Egyptian Banks Launch High-Yield Savings Certificates in 2026: Returns Up to 22% with Monthly and Daily Payouts
- Bank Misr has raised the return on its three-tiered "Qimma" savings certificate to 17.25% with monthly payout, according to a report published on April 21, 2026, by Youm7.
- The Qimma certificate, offered by Bank Misr, features a declining return structure over its three-year term: 27% in the first year, decreasing to 23% in the second year,...
- This move is part of a broader trend in Egypt's banking sector, where both state-owned and private lenders are adjusting their savings product offerings in response to shifting...
Bank Misr has raised the return on its three-tiered “Qimma” savings certificate to 17.25% with monthly payout, according to a report published on April 21, 2026, by Youm7. The increase reflects ongoing competition among Egyptian banks to retain deposits ahead of the maturity of high-yield government certificates issued in 2023 and 2024, which are set to expire at the beginning of January 2026 and have now reached their final payout dates in April 2026.
The Qimma certificate, offered by Bank Misr, features a declining return structure over its three-year term: 27% in the first year, decreasing to 23% in the second year, and 19% in the third year, with interest paid annually. However, the bank has introduced a monthly payout variant of this product, now yielding 17.25% per annum distributed monthly, providing savers with a more regular income stream. The minimum investment required remains 1,000 Egyptian pounds.

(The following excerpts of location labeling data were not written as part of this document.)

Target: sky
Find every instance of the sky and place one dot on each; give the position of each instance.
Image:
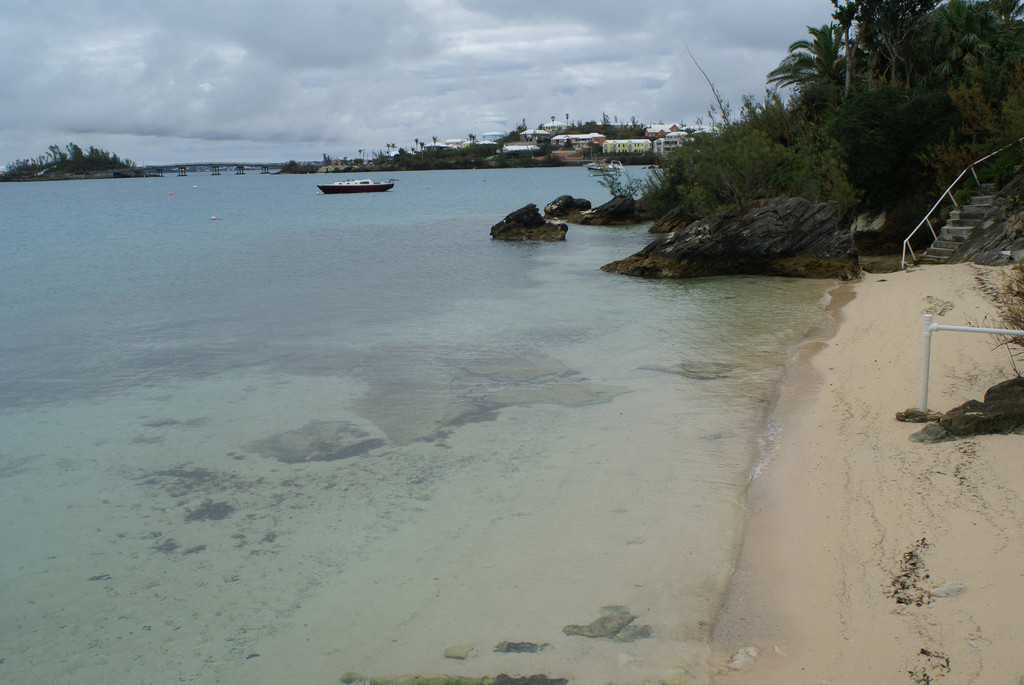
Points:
(276, 80)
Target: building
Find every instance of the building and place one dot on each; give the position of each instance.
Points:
(670, 141)
(534, 135)
(553, 126)
(662, 130)
(578, 140)
(628, 146)
(520, 147)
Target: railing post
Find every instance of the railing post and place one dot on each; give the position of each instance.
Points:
(926, 361)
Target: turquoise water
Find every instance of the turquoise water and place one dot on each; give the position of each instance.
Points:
(322, 434)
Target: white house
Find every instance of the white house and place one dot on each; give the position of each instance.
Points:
(554, 125)
(534, 135)
(520, 147)
(662, 130)
(578, 140)
(670, 141)
(629, 145)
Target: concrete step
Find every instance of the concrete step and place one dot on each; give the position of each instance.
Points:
(955, 232)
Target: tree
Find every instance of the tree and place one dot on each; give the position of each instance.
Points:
(894, 23)
(810, 60)
(962, 34)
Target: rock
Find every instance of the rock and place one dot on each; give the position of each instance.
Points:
(614, 624)
(526, 224)
(1001, 412)
(932, 432)
(676, 219)
(951, 589)
(742, 658)
(621, 210)
(613, 618)
(567, 208)
(460, 652)
(791, 238)
(520, 647)
(916, 416)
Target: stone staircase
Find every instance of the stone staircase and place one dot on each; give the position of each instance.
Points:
(960, 225)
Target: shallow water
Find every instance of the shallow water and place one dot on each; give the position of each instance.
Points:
(340, 433)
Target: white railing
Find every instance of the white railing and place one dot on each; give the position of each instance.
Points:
(926, 349)
(947, 193)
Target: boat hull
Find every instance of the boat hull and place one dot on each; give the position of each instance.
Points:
(345, 189)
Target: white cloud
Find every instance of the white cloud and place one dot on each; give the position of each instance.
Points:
(265, 79)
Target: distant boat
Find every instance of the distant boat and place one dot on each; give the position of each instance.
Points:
(356, 185)
(602, 168)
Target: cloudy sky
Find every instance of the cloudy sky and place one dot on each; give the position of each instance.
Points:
(274, 80)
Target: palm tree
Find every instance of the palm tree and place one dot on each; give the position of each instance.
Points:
(819, 59)
(963, 34)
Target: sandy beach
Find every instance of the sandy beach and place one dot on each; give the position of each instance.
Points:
(850, 516)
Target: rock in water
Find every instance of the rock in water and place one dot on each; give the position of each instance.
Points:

This move is part of a broader trend in Egypt’s banking sector, where both state-owned and private lenders are adjusting their savings product offerings in response to shifting liquidity dynamics. According to market analysis from Tesaa World, private banks such as Commercial International Bank (CIB), Arab African International Bank (AAIB), and Suez Canal Bank have launched new savings instruments or restructured existing ones to compete for customer deposits as the high-yield government certificates reach maturity.
CIB introduced a “Premium” fixed-rate certificate at 17.25% annually paid monthly for a three-year term with a minimum investment of 5 million pounds, alongside a “Plus” certificate at 16% annually and another at 15.25% paid daily. AAIB offers a three-year certificate with variable returns: 20.25% daily, 20.50% monthly, and 21% quarterly, and has restructured its savings accounts to include an “E_Golden Saving” account with an 18% annual return and an “E_Day Today” account offering a 17% daily return. Suez Canal Bank launched an “Infinity” certificate at 21% annually for three years with a 5 million pound minimum, and “Elite” certificates with returns of 17.25% and 17.5% annually.
State-owned banks are also active in this space. The National Bank of Egypt (NBE) offers its own version of the Qimma-like product under the name “Al Qimma Ascending,” which mirrors Bank Misr’s structure: 27% in the first year, decreasing to 23% and then 19%, paid annually over three years with a 1,000 pound minimum. NBE also provides a “Platinum Certificate” with both monthly and annual payout options — 21.5% monthly and 22.5% annually — for the same term and minimum investment. NBE’s one-year certificate offers a fixed 23% return, non-redeemable before maturity.
Other traditional savings certificates remain available across the sector. Banque du Caire’s three-year savings certificate provides a fixed monthly return of 21.25% with a 1,000 pound minimum. Bank of Alexandria offers a similar product at 20.75% monthly, while AAIB and QNB Alahli each provide three-year certificates at 20.5% monthly payout. Banque Misr’s “Yaumati” certificate offers a fixed monthly return of 21.5% with a lower minimum investment of 750 pounds, making it accessible to a broader base of savers.
The timing of these adjustments aligns with the final maturity dates of the government’s high-yield certificates. According to a LinkedIn post by Techno Time dated January 3, 2026, Bank Al Ahly and the Bank of Egypt began distributing monthly returns of up to 21.5% and annual returns of up to 27% into customer accounts starting that Monday, with payments continuing until the final maturity date on April 28, 2026. This indicates that the peak payout phase of the government certificates has now concluded, prompting banks to introduce alternative products to retain the liquidity previously attracted by those instruments.
Egypt’s broader economic context underscores the significance of these banking developments. As of 2025, the country’s population reached 116.3 million, with a nominal GDP of $429.7 billion in 2026 and a GDP per capita of $3,904. Inflation, as measured by the consumer price index, stood at 20.42% in 2025, according to the World Bank data reflected in the Economy of Egypt page on Wikipedia. The unemployment rate was 7.4% in 2025, with youth unemployment (aged 15 to 24) at 18.8%. These figures highlight the importance of accessible, inflation-beating savings options for Egyptian households, particularly as real returns on deposits remain a key concern amid elevated price pressures.